SPACs4 Mar 2021 19:22
Interesting article in today's Times about "special purpose acquisition companies" (Spacs). They comprised one half of all stock market listings in the US last year. More than 421 have been listed globally since the start of the year, raising $127bn, of which 405 were in the US. None in London. Are we missing out? I doubt it. They typically appear at the height of bubbles, when the appetite for shares is insatiable.
Stock markets are close to record highs, stock valuations on many metrics are close to levels seen in 2008. Well, you can stuff your Spacs because I'm sticking with oil which is the opposite of the above.
The last time the UK messed with spacs was around a decade ago when Nat Rothschild used a Spac to engineer the reverse takeover of Bumi, an Indonesian company. It didn't end well.
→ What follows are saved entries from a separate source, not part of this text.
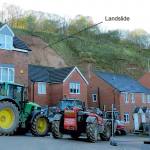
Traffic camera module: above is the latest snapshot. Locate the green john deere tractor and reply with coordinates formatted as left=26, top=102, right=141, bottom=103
left=0, top=82, right=49, bottom=136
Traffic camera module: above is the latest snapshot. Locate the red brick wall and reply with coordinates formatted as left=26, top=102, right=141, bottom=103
left=49, top=83, right=63, bottom=106
left=139, top=72, right=150, bottom=89
left=87, top=73, right=119, bottom=109
left=0, top=49, right=29, bottom=86
left=63, top=69, right=88, bottom=105
left=29, top=69, right=88, bottom=107
left=88, top=72, right=150, bottom=132
left=29, top=82, right=51, bottom=106
left=119, top=93, right=150, bottom=132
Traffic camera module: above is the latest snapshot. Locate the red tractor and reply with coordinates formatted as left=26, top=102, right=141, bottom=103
left=51, top=99, right=111, bottom=143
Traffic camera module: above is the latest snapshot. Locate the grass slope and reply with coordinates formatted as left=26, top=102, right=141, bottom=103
left=14, top=28, right=150, bottom=78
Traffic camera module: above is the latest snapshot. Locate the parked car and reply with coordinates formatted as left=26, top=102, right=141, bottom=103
left=104, top=110, right=127, bottom=135
left=115, top=120, right=127, bottom=135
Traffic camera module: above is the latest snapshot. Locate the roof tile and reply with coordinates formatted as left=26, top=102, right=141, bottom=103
left=95, top=71, right=150, bottom=94
left=29, top=64, right=74, bottom=83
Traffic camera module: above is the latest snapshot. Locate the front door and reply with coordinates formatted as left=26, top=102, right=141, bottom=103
left=133, top=113, right=139, bottom=130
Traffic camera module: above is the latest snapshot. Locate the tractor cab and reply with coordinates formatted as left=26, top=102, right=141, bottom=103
left=0, top=82, right=25, bottom=106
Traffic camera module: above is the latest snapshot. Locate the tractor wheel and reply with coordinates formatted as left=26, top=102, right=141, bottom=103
left=86, top=122, right=98, bottom=143
left=0, top=101, right=19, bottom=135
left=70, top=132, right=81, bottom=139
left=52, top=120, right=63, bottom=139
left=31, top=114, right=49, bottom=137
left=100, top=125, right=111, bottom=141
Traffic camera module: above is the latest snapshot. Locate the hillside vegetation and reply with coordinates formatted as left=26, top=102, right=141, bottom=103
left=1, top=4, right=150, bottom=78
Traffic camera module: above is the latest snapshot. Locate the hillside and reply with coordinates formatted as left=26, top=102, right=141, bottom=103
left=14, top=28, right=150, bottom=79
left=20, top=35, right=66, bottom=68
left=1, top=6, right=150, bottom=78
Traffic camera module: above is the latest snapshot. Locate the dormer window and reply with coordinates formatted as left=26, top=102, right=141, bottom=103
left=0, top=34, right=13, bottom=50
left=0, top=24, right=30, bottom=52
The deepest pool of capital and investor expertise is in the US, mainly in fintech and clean technology. They will be looking to spend their winnings and the UK is particularly weak due to Brexit and EU share dealing moving to Amsterdam. The US Spacs will probably go there first (Europe) but I fancy they're heading our way eventually.
Charlie Munger, no fan of Spacs said last week: "The investment banking profession will sell sh*t as long as sh*t can be sold."
Our mousetrap is expensive because it is the best. I doubt AB would let it go cheaply.